Come May of 2015, Bailey was no longer sporting the baby face and was morphing into the quarterback we know today.  At the FBU camp in Atlanta Bailey was technically just a 7th grader still, but was pulled up to compete with the high school athletes at the camp.  His impressive performance at the camp earned him a spot at his second straight Top Gun camp.    

The Top Gun camp was held in Dublin, Ohio in July 2015 and instead of participating in drills with his fellow 2020 athletes, Bailey was again bumped up to compete with athletes in the class of 2019.  Despite the age difference, he was up and away the top quarterback on hand at the camp. 

A month later, in August 2015, Bailey’s hard work and stellar play throughout his youth career earned him a selection to the Youth1.com Elite101 list.  The Elite101 list has certainly proven to be a barometer for how athletes will turn out on the next level and Bailey is already proving that to be true again.  On the Elite101, Bailey was ranked the No.1 QB in the class and the No.2 overall player in the country for the class.

This past season as an 8th grader, Bailey wrapped up a tremendous individual career by helping the Hillgrove Hawks to GMSAA 6A championship by passing for 1,667 yards and rushing for 1,207 and 39 total touchdowns in just eight games.  The video game numbers Bailey put up showed that despite now standing 6’3 and 190 pounds, he was more than just a passing QB, but a true dual-threat.

“Since the 7th grade season was over, I have had the mindset that I have one year to get ready for High School football.
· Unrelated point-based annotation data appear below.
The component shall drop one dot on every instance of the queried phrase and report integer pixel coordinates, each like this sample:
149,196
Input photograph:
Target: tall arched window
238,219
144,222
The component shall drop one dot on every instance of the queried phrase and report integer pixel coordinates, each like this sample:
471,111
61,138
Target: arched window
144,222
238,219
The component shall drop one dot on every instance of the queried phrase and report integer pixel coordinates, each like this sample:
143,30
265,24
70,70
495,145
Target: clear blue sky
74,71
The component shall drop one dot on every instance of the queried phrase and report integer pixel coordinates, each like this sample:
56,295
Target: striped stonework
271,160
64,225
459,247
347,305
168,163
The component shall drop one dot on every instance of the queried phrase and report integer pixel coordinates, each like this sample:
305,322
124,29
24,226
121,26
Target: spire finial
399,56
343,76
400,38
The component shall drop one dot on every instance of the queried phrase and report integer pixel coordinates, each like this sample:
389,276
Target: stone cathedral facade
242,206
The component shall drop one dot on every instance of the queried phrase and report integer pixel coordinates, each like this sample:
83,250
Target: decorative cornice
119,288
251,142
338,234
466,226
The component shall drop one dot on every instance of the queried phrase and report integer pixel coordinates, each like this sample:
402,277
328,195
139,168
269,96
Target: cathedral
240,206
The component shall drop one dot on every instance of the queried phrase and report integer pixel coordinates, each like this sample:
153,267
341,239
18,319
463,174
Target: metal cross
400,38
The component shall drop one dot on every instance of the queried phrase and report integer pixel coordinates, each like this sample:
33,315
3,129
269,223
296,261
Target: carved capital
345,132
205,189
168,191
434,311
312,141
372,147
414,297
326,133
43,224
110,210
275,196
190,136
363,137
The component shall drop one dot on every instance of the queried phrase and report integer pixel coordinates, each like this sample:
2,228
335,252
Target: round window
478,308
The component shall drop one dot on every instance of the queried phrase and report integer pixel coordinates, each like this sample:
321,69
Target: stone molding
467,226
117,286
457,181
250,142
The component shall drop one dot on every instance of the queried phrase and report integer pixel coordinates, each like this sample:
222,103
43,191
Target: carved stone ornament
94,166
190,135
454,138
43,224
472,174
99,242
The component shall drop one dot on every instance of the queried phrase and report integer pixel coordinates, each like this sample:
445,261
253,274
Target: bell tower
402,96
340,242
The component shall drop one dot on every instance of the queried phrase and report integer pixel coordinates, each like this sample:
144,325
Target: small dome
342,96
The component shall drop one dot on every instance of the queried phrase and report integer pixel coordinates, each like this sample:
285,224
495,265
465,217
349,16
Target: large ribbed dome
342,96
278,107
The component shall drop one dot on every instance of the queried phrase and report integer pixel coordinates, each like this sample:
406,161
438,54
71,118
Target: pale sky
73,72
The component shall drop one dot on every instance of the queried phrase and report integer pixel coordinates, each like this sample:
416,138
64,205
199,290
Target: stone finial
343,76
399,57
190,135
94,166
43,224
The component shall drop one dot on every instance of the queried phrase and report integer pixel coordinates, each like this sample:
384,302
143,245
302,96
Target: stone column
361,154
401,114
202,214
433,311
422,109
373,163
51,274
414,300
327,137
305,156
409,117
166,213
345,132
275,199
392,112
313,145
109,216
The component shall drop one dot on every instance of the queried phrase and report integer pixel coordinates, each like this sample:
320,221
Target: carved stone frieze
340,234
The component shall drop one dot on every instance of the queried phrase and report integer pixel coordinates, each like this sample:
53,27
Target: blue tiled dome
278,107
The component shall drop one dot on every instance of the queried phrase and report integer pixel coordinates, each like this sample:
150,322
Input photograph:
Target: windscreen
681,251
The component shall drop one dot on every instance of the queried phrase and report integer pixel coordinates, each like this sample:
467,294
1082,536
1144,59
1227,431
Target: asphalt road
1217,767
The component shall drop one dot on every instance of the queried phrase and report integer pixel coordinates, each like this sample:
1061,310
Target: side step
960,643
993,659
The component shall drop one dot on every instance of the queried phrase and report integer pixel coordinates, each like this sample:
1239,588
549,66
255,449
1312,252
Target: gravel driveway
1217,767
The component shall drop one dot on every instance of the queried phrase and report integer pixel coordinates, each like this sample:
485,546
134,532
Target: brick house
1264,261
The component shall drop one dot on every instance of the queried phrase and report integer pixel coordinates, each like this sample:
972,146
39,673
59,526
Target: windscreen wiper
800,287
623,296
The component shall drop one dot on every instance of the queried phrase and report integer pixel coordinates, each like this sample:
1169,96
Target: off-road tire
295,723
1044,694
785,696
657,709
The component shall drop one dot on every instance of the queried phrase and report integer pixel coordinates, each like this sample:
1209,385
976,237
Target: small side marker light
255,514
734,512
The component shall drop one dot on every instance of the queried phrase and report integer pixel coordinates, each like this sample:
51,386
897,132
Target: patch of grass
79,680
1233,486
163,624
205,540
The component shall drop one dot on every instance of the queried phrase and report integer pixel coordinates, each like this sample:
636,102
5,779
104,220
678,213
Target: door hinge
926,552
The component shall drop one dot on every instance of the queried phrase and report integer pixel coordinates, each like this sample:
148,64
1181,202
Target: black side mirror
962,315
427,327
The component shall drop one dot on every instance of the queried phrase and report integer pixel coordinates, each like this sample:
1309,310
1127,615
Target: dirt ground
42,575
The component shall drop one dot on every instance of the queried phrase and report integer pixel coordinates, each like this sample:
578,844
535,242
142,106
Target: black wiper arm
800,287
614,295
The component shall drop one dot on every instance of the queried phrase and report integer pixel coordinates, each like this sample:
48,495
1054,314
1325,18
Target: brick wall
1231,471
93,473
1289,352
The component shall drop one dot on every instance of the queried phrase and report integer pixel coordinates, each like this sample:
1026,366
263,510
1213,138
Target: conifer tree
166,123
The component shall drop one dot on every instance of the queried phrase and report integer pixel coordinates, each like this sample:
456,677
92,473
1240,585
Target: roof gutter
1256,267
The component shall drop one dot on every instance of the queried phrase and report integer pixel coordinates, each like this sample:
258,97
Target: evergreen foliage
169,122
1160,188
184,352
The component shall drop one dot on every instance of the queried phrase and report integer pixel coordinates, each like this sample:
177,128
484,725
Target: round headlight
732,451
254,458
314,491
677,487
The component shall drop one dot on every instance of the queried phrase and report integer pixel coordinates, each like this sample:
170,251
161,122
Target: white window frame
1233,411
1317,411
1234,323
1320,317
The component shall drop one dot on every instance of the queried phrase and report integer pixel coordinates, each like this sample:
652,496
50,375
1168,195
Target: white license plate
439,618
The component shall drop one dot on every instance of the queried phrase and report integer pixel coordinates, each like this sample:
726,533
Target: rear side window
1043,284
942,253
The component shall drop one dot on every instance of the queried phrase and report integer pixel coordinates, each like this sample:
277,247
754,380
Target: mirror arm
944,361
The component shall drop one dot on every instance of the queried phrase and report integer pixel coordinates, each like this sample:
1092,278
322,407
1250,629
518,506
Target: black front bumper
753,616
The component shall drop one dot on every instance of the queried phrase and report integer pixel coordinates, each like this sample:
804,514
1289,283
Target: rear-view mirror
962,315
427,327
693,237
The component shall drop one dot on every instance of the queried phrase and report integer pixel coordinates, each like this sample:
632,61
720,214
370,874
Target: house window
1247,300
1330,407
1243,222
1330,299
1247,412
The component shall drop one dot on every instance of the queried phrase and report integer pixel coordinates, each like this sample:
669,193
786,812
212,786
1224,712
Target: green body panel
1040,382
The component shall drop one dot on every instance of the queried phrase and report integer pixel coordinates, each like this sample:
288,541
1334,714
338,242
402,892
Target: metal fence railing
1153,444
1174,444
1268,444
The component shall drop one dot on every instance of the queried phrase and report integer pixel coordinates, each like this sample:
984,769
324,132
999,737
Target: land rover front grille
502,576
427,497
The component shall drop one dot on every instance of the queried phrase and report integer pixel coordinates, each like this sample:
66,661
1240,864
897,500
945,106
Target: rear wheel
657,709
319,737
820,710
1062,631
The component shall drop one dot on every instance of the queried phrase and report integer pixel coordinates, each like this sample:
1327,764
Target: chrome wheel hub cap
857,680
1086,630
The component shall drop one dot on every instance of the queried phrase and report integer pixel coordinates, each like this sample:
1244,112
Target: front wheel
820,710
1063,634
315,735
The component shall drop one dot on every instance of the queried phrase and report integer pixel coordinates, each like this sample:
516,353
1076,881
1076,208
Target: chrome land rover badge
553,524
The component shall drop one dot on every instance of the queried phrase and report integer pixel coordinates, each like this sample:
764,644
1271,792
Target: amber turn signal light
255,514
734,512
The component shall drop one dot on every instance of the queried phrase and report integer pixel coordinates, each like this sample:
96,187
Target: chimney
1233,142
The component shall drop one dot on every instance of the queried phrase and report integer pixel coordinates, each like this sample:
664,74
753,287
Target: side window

That’s my goal is to compete for a job at the high school level next season.”

Individually he was selected for the FBU Youth All-American Bowl for a second time and he also quarterbacked GFL-Georgia to the championship game of the FBU National Championship tournament.  Furthermore, Bailey was named a finalist for the General Dennis D. Cavin Youth Player of the Year Award.

“Being nominated for a prestigious award like that was a blessing and showed that hard work really does pay off.  The more you work, the more you can achieve and get awards like that.”

Fast forward to the scholarship offer from Miami. 

Bailey was asked, and took, unofficial visits to the University of Georgia this past season under previous head Bulldog coach, Mark Richt.  When Richt was let go by Georgia following a 9-3 season this year, he became the new head coach at his alma mater, Miami.  With Richt came many of his Georgia ties and relationships he had built since 2001.

“Yesterday was the first time I ever met him [coach Richt].  The offer came around 6 o’clock, but we probably talked from 3 o’clock to around 8 o’clock.”

During the conversation, Bailey noted that they talked about everything.  From looking at defenses, to football talk, to Richt’s career.  Along with Bailey’s father, they took a golf cart around campus and ate a café on campus.

As for the exact moment of the offer, Bailey was shocked.

“He said we usually don’t offer young bucks like you but you’re talented and we think you can handle it.  We don’t think you’ll get a big head and we want to offer you a scholarship.”

Now that the Hurricanes have made first move, don't be surprised if more schools follow suit in the near future.